Substitute $-42.1\text{MPa}$ for ${\sigma }_{mo}$ and $2.20$ for $K_f$ in Equation (XXXI).

$\begin{array}{c}{\sigma }_{\text{m}}=2.20\times \left(-42.1\text{MPa}\right)\\ =-92.63\text{MPa}\\ =-92.62\text{MPa}\end{array}$

Substitute $490\text{MPa}$ for $S_y$ and $-147.4\text{MPa}$ for ${\sigma }_{\min }$ in Equation (XXXII).

$\begin{array}{c}{n}_y=\left|\frac{490\text{MPa}}{-147.4\text{MPa}}\right|\\ =\frac{490}{147.4}\\ =3.32\end{array}$

Thus, the yield factor of safety is $3.32$.

Substitute $208.6\text{MPa}$ for $S_e$, $231.4\text{MPa}$ for ${\sigma }_a$ in Equation (XXXIII).

$\begin{array}{c}{\left(n_f\right)}_G=\frac{208.6\text{MPa}}{231.4\text{MPa}}\\ =\frac{208.6}{231.4}\\ =0.905\end{array}$

Thus, the fatigue factor of safety is $0.905$.

From fig-$6-18$ “Fatigue strength fraction $f$ of $S_{ut}$ at ${10}^3$ cycles for $S_e$ and $S^{\text{'}}{}_e$ at ${10}^6$ cycles” the value of $f$ is $0.87$.

Substitute $0.87$ for $f$, $\text{590}\text{MPa}$ and $208.6\text{MPa}$ for $S_e$ in Equation (XXXV).

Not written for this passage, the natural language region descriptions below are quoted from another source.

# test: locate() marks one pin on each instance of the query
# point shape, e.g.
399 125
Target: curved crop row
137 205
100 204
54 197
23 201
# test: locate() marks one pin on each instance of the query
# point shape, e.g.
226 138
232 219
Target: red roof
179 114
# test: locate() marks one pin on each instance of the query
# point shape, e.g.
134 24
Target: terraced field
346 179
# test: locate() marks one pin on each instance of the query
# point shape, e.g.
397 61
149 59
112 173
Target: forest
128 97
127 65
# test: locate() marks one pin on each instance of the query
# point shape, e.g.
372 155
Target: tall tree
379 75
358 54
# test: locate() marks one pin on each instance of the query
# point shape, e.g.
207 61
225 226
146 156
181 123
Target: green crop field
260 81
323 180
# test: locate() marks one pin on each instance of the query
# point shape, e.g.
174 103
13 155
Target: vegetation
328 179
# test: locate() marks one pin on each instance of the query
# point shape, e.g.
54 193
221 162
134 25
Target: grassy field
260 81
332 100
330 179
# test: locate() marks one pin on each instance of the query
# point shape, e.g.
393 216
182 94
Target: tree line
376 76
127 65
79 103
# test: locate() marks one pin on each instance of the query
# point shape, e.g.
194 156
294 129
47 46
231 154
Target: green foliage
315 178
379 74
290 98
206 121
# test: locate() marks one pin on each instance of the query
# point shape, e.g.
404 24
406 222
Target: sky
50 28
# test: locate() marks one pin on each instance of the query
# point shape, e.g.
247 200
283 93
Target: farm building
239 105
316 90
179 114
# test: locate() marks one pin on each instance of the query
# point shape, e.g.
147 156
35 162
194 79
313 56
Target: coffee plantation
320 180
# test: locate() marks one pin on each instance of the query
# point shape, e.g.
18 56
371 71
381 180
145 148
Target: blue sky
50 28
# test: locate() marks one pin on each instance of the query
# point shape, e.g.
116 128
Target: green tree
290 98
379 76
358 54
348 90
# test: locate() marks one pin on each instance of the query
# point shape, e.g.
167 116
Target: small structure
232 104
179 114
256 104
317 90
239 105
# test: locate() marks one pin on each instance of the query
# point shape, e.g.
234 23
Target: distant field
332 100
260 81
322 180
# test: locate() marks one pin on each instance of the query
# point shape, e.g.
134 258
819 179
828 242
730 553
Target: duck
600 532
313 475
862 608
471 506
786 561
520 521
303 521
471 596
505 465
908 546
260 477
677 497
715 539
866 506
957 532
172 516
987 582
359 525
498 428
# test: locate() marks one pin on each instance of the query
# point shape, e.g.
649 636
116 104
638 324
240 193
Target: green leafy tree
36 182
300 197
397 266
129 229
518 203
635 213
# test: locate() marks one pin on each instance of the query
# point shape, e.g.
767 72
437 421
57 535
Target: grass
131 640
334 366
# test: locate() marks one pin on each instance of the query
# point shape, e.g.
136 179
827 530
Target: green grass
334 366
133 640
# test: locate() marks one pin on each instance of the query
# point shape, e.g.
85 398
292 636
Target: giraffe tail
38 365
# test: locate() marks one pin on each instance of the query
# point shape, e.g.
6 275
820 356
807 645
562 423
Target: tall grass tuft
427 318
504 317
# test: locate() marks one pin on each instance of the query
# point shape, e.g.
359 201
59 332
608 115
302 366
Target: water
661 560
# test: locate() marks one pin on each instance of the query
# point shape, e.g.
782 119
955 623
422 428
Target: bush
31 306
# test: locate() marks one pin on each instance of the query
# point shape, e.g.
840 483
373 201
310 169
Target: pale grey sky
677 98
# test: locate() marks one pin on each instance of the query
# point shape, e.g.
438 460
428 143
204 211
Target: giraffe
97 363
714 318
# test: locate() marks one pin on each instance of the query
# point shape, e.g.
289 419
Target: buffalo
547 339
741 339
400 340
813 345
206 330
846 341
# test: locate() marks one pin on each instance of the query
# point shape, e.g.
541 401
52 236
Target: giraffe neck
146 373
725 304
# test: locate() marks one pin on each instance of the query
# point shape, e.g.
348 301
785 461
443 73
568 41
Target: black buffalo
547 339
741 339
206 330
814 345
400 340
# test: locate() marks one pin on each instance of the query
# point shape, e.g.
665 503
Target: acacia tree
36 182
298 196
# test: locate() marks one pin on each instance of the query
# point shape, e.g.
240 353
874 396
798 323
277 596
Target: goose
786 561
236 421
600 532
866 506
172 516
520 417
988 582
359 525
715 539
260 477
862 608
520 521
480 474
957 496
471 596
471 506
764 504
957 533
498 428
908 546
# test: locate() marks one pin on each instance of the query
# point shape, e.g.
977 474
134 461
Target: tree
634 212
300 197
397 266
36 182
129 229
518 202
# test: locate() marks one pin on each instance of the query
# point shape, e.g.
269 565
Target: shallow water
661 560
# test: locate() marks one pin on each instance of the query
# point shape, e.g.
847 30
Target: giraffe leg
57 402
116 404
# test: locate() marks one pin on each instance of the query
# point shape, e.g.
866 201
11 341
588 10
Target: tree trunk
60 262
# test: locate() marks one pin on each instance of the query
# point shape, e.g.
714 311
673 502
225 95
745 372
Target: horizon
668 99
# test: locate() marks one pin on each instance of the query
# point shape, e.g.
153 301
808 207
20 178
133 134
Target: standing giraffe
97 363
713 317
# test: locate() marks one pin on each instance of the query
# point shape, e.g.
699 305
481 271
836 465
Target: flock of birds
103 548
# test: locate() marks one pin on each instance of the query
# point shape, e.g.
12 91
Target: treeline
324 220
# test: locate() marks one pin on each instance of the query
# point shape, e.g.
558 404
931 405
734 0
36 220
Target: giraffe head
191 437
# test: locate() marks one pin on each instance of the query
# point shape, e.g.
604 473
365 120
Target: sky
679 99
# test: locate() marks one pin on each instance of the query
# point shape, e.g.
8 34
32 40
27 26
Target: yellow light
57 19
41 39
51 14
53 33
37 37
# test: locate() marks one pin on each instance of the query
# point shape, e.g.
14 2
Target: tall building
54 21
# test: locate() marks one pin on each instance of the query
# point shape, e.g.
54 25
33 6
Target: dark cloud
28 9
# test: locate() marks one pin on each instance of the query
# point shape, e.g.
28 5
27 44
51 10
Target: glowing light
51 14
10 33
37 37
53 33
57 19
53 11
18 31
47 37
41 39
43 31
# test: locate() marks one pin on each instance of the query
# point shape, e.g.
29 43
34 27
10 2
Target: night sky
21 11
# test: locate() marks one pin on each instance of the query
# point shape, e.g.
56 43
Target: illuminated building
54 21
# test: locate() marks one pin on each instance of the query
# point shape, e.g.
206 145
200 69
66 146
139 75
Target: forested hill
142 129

$\begin{array}{c}a=\frac{{\left(\left(0.87\right)\left(590\text{MPa}\right)\right)}^2}{208.6\text{MPa}}\\ =\frac{263476.89}{208.6}\text{MPa}\\ =1263.07\text{MPa}\\ \approx 1263\text{MPa}\end{array}$

Substitute $0.87$ for $f$, $\text{590}\text{MPa}$ for $S_{ut}$ and $208.6\text{MPa}$ for $S_e$ in Equation (XXXVI).

$\begin{array}{c}b=-\frac{1}{3}\log \left(\frac{\left(0.87\right)\left(590\text{MPa}\right)}{208.6\text{MPa}}\right)\\ =-\frac{1}{3}\left(0.39105\right)\\ =-0.13035\\ \approx -0.1304\end{array}$

Substitute $1263\text{MPa}$ for $a$, $-0.1304$ for $b$, and $231.4\text{MPa}$ for ${\sigma }_a$ in Equation (XIV).

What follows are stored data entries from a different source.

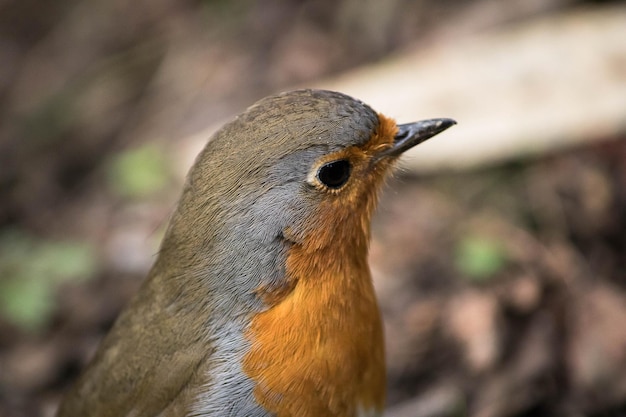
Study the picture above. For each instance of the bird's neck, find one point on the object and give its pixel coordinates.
(319, 350)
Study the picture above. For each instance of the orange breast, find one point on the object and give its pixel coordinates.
(319, 351)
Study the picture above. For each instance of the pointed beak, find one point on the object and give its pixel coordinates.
(411, 134)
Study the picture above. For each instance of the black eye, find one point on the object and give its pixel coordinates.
(334, 174)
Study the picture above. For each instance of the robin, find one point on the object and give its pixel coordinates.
(260, 302)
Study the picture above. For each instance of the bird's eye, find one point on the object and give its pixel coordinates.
(334, 174)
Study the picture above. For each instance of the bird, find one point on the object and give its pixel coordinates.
(260, 301)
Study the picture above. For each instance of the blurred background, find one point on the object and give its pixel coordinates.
(499, 250)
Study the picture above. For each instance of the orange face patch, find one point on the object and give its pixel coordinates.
(318, 350)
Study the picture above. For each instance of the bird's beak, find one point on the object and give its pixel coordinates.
(411, 134)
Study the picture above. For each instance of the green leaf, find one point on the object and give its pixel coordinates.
(27, 303)
(139, 172)
(30, 272)
(479, 258)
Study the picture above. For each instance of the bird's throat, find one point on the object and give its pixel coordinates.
(319, 351)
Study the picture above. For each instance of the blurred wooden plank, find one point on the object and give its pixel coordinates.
(528, 89)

$\begin{array}{c}N={\left(\frac{231.4\text{MPa}}{1263\text{Mpa}}\right)}^{1/\left(-0.1304\right)}\\ ={\left(0.1832\right)}^{1/\left(-0.1304\right)}\\ =448897.52\text{cycles}\\ \approx 446000\text{cycles}\end{array}$

Thus, the number of cycle to failure is $446000\text{cycles}$.